The Mia Mottley Administration to amend the country’s Drug Abuse (Prevention and Control) Act to provide that “possession of 14 grammes, or half an ounce or less of cannabis is no longer an offence for which one can be arrested, charged and tried; and will therefore not result in an appearance before the Magistrates’ Court or in a criminal record.”
“The possession will still be unlawful, and will still be punished, but there will be a new approach to how we treat the offender, which is already being used successfully in Jamaica and St Vincent,” Governor General Dame Sandra Mason revealed as she delivered the Throne Speech, at the opening at the new session of Parliament at the Lloyd Erskine Sandiford Centre this morning.
Such an issue the Governor General said requires “compassion, understanding, empathy and the intervention of my Government, is the conviction and incarceration of scores of young men and some women, causing them to lose their jobs, reputation, opportunity to travel, and to become stigmatised over miniscule quantities of marijuana that on the street would be called ‘a roach’ or ‘a spliff’. Pursuing these matters is a waste of police and court time.
“In my Government’s manifesto of 2018, the matter of the recreational use of marijuana was promised as the subject of a referendum. My Government will honour this promise.”
A large number of these cases, she explained, are minor, but required the deployment of significant police resources in investigating, processing, taking statements and taking the cases through to trial. “This process has little or no redemptive value and in human terms, a large number of our young men are forever left with the taint of the drug charges and the possible conviction.”
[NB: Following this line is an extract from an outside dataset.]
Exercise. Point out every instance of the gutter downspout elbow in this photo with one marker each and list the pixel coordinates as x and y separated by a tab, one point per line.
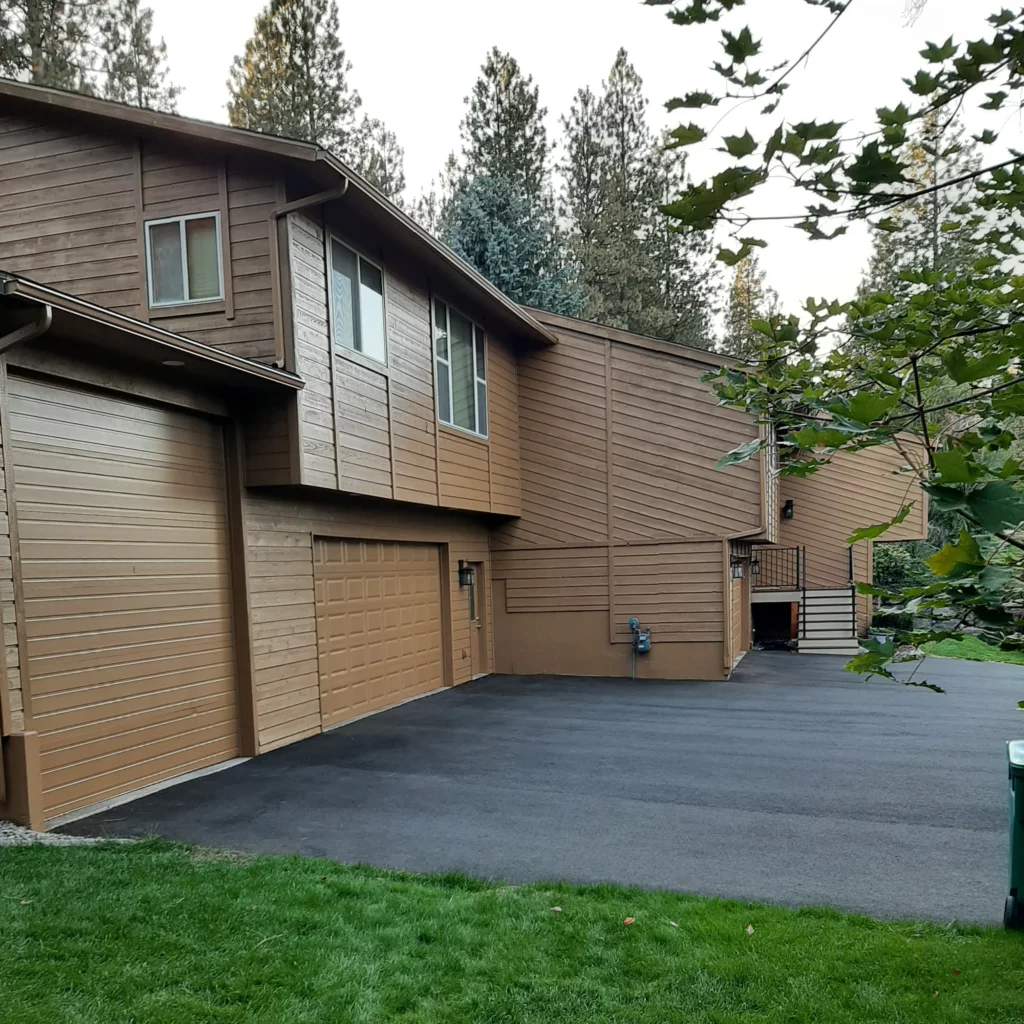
28	332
Dame Sandra added, “It is imperative that we take immediate steps to find an alternative way of dealing with our young men and women who are found with small quantities of cannabis, so that they are educated about, and treated for their drug use, while at the same time, not trivialising the criminal nature of their conduct.”
Police would issue a ticket – a fixed penalty notice – to a person in possession of half an ounce or less of cannabis, similar to a traffic ticket, and the person has 30 days to pay a fine of $200.
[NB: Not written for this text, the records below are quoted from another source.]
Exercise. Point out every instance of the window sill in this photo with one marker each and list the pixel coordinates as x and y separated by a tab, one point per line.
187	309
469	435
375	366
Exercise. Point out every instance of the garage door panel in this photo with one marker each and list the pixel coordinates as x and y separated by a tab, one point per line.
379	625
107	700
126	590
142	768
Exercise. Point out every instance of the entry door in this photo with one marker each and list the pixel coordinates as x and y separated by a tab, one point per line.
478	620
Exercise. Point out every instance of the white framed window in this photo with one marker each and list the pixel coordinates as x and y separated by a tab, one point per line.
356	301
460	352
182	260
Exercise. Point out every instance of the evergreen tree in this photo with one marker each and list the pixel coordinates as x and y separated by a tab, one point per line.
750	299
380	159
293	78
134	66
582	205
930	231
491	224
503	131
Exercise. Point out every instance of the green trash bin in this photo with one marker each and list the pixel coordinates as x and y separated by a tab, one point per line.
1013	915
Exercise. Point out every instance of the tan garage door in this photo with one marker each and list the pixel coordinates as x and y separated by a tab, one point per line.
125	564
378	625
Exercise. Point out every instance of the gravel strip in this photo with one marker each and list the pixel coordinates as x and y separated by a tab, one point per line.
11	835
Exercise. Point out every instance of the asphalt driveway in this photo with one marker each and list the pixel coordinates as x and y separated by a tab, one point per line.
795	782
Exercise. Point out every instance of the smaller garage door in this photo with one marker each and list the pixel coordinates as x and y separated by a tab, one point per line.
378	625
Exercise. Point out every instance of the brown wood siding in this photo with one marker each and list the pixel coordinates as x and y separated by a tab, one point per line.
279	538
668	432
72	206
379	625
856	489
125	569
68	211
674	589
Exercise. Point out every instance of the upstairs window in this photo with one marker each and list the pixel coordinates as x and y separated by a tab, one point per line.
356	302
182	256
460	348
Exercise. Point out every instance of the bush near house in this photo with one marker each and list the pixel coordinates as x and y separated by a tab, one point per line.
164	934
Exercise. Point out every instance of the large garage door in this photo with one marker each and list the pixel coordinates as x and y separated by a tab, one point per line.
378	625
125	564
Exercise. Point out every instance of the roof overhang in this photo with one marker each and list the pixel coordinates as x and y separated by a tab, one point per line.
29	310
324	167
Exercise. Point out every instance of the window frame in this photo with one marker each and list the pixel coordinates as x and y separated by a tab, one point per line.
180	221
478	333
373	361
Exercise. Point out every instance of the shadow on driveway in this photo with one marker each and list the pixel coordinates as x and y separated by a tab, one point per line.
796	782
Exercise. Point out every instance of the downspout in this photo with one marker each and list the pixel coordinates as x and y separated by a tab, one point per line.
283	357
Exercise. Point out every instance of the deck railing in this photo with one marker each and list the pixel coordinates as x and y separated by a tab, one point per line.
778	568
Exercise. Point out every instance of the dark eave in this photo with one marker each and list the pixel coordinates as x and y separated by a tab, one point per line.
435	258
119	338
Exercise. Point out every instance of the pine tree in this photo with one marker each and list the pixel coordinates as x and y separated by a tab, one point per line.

“A person in possession of half an ounce or less and who is under 18 years, or who is 18 years or older and appears to the police to be dependent on cannabis, will be referred to the National Council on Drug Abuse for counseling, in addition to paying the ticket. A person who smokes cannabis in public will not be arrested or detained. The police may issue a ticket to that person, who will have 30 days to pay the ticket.
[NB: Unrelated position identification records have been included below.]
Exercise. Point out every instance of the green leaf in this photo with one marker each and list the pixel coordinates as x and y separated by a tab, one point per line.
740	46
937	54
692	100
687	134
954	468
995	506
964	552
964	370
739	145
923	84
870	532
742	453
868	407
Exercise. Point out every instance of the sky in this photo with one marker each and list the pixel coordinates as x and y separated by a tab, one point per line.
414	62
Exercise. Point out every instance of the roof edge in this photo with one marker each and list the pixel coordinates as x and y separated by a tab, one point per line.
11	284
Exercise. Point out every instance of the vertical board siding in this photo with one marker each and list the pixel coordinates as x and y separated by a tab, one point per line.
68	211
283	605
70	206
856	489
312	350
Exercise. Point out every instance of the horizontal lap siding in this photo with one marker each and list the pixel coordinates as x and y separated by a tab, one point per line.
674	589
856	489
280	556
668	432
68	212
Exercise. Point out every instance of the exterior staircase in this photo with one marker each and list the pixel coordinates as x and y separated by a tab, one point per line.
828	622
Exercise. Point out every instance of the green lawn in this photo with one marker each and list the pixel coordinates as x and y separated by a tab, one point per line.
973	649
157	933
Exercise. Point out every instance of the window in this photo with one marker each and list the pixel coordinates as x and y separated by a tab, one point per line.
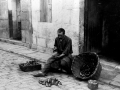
45	10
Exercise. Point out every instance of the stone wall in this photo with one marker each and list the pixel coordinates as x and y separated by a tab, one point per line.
26	21
68	14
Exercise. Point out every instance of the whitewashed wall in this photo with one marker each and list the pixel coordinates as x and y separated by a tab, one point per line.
65	14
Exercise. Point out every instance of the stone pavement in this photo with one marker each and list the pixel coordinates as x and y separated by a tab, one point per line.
11	78
109	75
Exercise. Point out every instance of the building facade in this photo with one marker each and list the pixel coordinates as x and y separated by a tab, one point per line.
36	21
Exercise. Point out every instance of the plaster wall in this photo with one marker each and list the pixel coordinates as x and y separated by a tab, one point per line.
67	14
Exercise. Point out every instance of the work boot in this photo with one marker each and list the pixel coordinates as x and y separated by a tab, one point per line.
41	74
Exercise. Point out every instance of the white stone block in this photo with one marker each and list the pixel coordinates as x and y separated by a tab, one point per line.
41	42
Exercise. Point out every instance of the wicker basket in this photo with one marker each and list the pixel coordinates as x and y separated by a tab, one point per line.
86	66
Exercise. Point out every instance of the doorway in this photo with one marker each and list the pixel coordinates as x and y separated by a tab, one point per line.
14	10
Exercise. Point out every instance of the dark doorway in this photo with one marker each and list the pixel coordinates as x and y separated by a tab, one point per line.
14	19
10	24
102	27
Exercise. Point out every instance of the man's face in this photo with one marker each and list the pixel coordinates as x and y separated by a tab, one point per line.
60	35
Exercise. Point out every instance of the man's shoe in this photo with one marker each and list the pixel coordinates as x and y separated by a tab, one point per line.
40	75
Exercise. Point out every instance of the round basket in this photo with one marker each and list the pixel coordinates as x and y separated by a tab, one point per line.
86	65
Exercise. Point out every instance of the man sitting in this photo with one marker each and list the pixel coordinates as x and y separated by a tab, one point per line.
62	54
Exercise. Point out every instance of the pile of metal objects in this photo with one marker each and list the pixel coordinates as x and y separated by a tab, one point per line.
49	82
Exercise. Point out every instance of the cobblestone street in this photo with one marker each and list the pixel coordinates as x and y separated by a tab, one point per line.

“It will be an offence to fail to pay a ticket for smoking in public or for possession of half an ounce or more. The offender is required to attend Magistrates’ Court and may be ordered to do community service or pay a fine of $1,000. A conviction for failing to pay a ticket will form part of the offender’s criminal record.
“This is not a licence for lawlessness and my Government recognises the link between serious drugs and crime, but is also cognisant of international trends and the social realities of Barbados,” Dame Sandra said.